DATA Step, Macro, Functions and more

Hash Table

Reply
Occasional Contributor
Posts: 16

Hash Table

Hi guys,

 

I have 2 Tables with a One-To-Many Relationship.

The first Table, lets say Table a, is a big Table which contains the columns Date, customerID and Revenue.

The second Table b contains Date, customerID, wealth and adress. but only of a few (premium) rich customers.

It´s possible, that we have more than one Observations with the same Date and Customer ID in Table 1 (If he buys more than one products in one month),

in Table b, only one Observation for each Date/CustomerID-Combination is possible.

 

So, the Tables could look like this:

 

data a;
input date $ customerId $ Revenue $ ;
datalines;
01JAN01 1 10

01JAN01 1 20

01JAN01 2 30
01FEB01 1 400

01FEB01 2 50

01FEB01 3 60

01FEB01 4 30

01MAR01 1 60

01MAR01 2 30

01APR01 1 60

01APR01 2 60

01MAY01 1 800

01MAY01 2 608

01MAY01 2 67

01MAY01 4 65

01MAY01 5 644
;
run;

 

And Table b could look like this:

 

data b;
input date $ customerId $ wealth $ Adress $;
datalines;
01JAN01 1 1000 Stockholm

01JAN01 2 2000 Paris
01FEB01 1 4000 Munich

01MAR01 1 6000 New York

01MAR01 2 3000 Cologne

01MAR01 3 3000 London
;
run;

 

Now, I want to make an Inner Join to join both Tables when a.Date = b.Date and a.CustomerID = b.CustomerID.

The final table should have the following columns: date, customerID, Revenue and wealth.

In case that the criteria is met for more combinations of table a, the desired table should contain all rows.
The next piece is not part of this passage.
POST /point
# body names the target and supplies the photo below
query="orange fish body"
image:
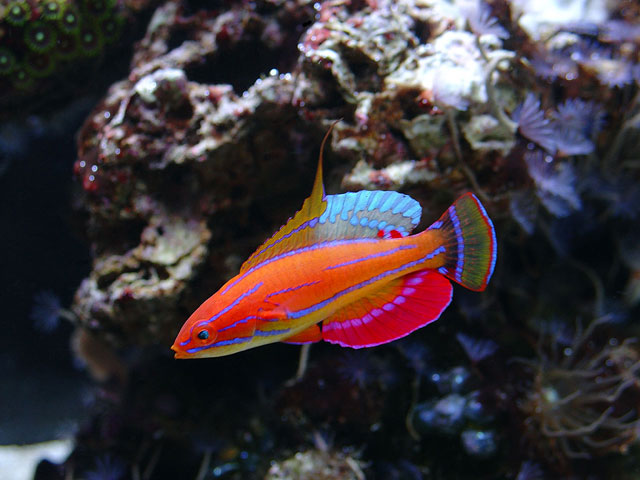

So in this Scenario, the final table should look like this:

 

DateCustomerIDRevenueWealth
Jan 01110100000
Jan 01120100000
Jan 01230300000
Feb 01130120000
Mrz 011510130000
Mrz 01210200000
Mrz 01310500000

 

This would not be a Problem with SQL, but my Professor wants that I use a Hash-Table, because for large datasets, this would be more efficient.

Could someone kindly provide me a Hash Solution for this?

 

Note: This is just a simplified example that I´ve made. Pls don´t care about the sense of the data, let´s say rich customers can Switch their adress and wealth every month or can be banned from the premium list in every month Smiley Happy

 

With the kindest regards,

Alex

 

 

Super User
Super User
Posts: 9,227

Re: Hash Table

Posted in reply to mrzlatan91

We are not really here to answer your course questions.  Investigate and learn it and come back with any specific questions:

https://www.sas.com/content/dam/SAS/en_ca/User%20Group%20Presentations/Regina-User-Group/ShaunKaufma...

 

Occasional Contributor
Posts: 16

Re: Hash Table

Well,this is not really a course, It´s a part of my Master Thesis.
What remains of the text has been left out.